Another example of ICIMOD’s work developing the leadership skills of girls and women in science is the Green Resilient Agricultural Productive Ecosystem, Field of Action 2 (GRAPE FA 2) initiative. ICIMOD’s particular focus in this project is on ‘action research’, which emphasises participatory research conducted with, for, and by people. To raise awareness of the importance of women’s involvement in agricultural science research, in March 2023, ICIMOD organised a panel discussion entitled ‘DigitALL: Innovation and technology for climate-resilient agriculture’ at Mid-West University, Nepal. In addition, we have conducted five student-led action research initiatives led by young female students, while three women researchers recently examined Climate-Resilient Agriculture solutions addressing the gender perspective, supported by Embrace Equity Research Grant.
We prioritise inclusivity in our overarching GESI-inclusive springshed management approach. In 2023, together with the Department of Water, Ministry of Energy and Natural Resources, Bhutan, and the International Union for Conservation of Nature Bangkok, we organised a training session on ‘Springshed management as a nature-based solution for water security and climate adaptation in Bhutan’. Through this event, we aimed to build the capacity of around 150 citizen scientists, of whom 50% were women. These individuals lead mobile-based data collection on spring solutions.
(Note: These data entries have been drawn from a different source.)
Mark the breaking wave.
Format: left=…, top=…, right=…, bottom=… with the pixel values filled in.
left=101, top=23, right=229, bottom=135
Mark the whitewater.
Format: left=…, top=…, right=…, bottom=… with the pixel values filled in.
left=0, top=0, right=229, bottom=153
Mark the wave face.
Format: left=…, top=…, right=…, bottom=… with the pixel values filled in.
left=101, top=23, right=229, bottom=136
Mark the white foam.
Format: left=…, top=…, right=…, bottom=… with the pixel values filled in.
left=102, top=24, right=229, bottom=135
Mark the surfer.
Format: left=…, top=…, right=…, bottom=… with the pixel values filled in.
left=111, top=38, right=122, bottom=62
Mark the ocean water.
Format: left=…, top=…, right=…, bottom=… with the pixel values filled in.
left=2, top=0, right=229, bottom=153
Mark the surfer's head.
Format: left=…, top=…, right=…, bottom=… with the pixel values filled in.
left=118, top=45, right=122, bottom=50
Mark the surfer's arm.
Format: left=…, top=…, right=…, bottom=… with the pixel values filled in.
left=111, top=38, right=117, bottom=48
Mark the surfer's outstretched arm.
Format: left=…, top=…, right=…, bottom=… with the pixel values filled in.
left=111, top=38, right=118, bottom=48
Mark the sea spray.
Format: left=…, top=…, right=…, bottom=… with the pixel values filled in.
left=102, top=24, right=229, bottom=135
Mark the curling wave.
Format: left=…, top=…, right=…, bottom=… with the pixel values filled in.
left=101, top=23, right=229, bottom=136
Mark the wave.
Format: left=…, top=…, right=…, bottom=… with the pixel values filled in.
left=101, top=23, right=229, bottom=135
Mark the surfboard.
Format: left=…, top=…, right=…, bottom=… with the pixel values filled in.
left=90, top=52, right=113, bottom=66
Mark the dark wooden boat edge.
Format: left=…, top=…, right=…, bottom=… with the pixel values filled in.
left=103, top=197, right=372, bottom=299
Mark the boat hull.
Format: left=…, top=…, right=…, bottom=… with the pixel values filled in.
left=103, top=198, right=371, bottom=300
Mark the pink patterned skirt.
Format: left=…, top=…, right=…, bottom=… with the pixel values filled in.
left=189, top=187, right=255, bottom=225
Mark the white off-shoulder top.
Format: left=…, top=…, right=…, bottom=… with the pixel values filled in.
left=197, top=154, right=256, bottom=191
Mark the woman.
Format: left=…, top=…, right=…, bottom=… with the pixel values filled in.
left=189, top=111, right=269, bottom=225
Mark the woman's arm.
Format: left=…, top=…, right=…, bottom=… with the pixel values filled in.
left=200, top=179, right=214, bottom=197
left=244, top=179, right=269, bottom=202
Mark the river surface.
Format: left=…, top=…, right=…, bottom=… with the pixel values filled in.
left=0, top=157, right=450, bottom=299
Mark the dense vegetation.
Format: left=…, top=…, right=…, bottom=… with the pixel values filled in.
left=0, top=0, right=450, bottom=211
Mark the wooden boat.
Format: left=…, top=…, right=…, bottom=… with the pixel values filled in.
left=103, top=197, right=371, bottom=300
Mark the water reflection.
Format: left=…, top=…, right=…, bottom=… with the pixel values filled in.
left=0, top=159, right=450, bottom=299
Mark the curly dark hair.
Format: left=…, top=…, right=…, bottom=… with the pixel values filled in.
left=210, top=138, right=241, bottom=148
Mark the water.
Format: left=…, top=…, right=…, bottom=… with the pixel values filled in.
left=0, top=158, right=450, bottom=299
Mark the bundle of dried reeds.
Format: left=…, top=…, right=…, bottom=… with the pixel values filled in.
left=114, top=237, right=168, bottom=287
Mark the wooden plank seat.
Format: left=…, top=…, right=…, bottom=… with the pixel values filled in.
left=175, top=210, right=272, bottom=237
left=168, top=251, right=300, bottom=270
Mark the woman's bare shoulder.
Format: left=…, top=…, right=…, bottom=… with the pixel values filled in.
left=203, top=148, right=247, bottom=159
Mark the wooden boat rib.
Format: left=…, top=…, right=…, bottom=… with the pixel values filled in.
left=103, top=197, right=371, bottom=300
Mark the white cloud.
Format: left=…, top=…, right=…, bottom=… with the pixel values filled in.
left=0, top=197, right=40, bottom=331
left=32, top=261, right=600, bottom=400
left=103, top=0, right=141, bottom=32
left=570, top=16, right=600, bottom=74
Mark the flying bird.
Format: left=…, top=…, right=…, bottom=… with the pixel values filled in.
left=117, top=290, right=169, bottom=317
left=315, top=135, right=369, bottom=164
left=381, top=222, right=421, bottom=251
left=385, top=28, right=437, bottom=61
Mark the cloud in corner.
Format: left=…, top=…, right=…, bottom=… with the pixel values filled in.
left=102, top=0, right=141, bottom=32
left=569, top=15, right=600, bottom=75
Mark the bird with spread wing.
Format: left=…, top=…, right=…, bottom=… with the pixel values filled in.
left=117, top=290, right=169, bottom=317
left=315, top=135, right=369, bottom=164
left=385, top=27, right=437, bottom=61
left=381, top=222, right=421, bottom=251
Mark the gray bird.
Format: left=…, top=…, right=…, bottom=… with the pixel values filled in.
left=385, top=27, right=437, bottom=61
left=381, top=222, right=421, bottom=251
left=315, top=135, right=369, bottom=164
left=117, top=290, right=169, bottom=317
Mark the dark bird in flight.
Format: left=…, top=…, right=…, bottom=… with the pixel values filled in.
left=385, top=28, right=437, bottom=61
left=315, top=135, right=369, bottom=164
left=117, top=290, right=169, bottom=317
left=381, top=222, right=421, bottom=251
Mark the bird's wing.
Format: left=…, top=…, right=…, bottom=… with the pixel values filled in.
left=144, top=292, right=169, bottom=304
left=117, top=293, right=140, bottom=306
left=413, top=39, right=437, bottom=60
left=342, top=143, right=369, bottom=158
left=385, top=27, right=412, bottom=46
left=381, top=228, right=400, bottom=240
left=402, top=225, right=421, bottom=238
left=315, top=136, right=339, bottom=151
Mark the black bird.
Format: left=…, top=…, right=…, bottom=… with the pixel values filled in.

This initiative, blending physical and social science, exemplifies our commitment to empowering women’s leadership in science.
ICIMOD's Medium-Term Action Plan V (2023-2026) is committed to building capacity through both digital innovation, and engagement with women and youth. By promoting and supporting women and girls in science leadership, we are not only breaking the gender bias but also creating a more resilient and dynamic scientific community, which leads to a more sustainable and equitable future.
This is an all-hands-on-deck situation on the clock of the world – and we must urgently equip women and girls with the inspiration, encourage, and support to play their fullest part.